Satisfied he had the last word for now, Zack left and found Warwick
talking to Ruby in the kitchen. The older woman was smiling and stared up at
Warwick with a twinkle in her eye. Damn, what had he said to soften her up?
When Zack entered the room, Ruby's smile vanished.
Ruby's simmering resentment suggested she knew about his and
Lindsay's separation.
"I'm going to run Ms. O'Neil home." Zack had
made a statement, not a request.
Warwick's eyes narrowed. "I'll ride along."
"Suit yourself."
"She doesn't need you," Ruby said. "She can
drive herself just fine."
Zack dug his keys out of his pocket. "Not with her car keys sealed
in a crime scene."
"I'll take her," Ruby said. "She's got
enough stress right now without you adding to it."
The older woman had painted him as the bad guy in the marriage. And
truthfully, she wasn't off base. "Thanks, but I've got it
covered."
Ruby frowned but wasn't in a position to argue.
Zack found Lindsay by the front door. "Do you have spare keys to your
house?"
"Yes.
Hidden under a pot by the front
door."
He'd lectured her enough about safety when they'd been
married.
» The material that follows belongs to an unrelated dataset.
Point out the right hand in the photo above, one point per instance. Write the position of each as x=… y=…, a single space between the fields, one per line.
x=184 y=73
He'd always feared his undercover work would spill into his
personal life and put her in danger. "That's not too safe."
Her face colored as if she remembered what he'd said.
"It's handy."
As soon as they emerged from the house, the
reporters who'd been on the front lawn lunged toward them.
Zack shielded her from the cameras
and hustled her to his car while Warwick ran interference with the press. Zack
opened the backseat side door. She was half inside the car when Kendall darted
around Warwick and caught up to them.